Re-evaluating Free Speech Protections of Elected Representatives: Addressing Responsibility Concerns vis-a-vis Individual Dignity
Tanishk Goyal & Sarthak Sethi*
Volume 14 Issue 3 (2021)
In July 2016, when a 13-year-old girl and her mother filed an FIR alleging that they had been gang-raped by a group of criminals on NH-91 in Bulandsheher, Uttar Pradesh, the then Cabinet Minister of the State, Azam Khan made a statement terming it a ‘political conspiracy against the State Government’. In August 2016, the victims approached the Supreme Court and filed a writ petition, seeking action against the minister for making such remarks about the incident. While the Court framed a wide range of issues in the petition ranging from collective responsibility of Ministers to the concept of Constitutional Torts, the scope of the present paper is only restricted to the conflict between the speech of elected representatives and individual dignity.

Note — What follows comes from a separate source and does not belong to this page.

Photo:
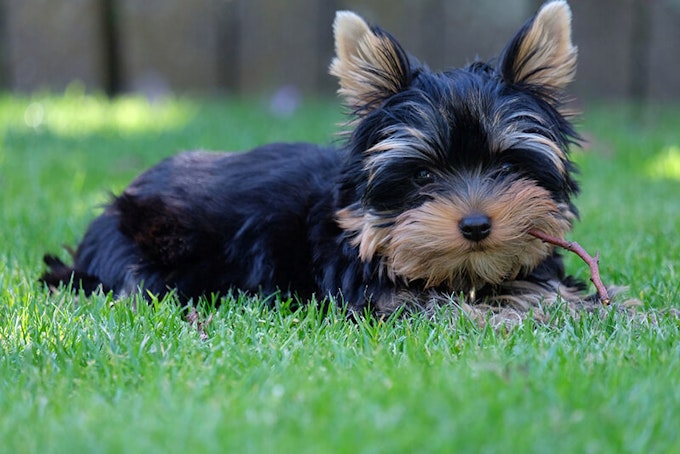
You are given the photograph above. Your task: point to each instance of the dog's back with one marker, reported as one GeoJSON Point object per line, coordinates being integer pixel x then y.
{"type": "Point", "coordinates": [206, 222]}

Through the course of this paper, we try to determine the idea of individual dignity and use it to argue that the speech-acts of elected representatives should be restricted when they violate the two fundamental parameters of individual dignity embedded in the Constitution. It has been argued by the petitioners and the Amicus Curiae that Article 19(1)(a) rights can be restricted beyond Article 19(2) by Article 21 if they violate individual dignity. Contrastingly, through this paper, we shall be arguing that not only can the fundamental parameters of individual dignity be read into Article 19(2) of the Constitution of India, but they can withstand the rigorous standard of Constitutional scrutiny as well.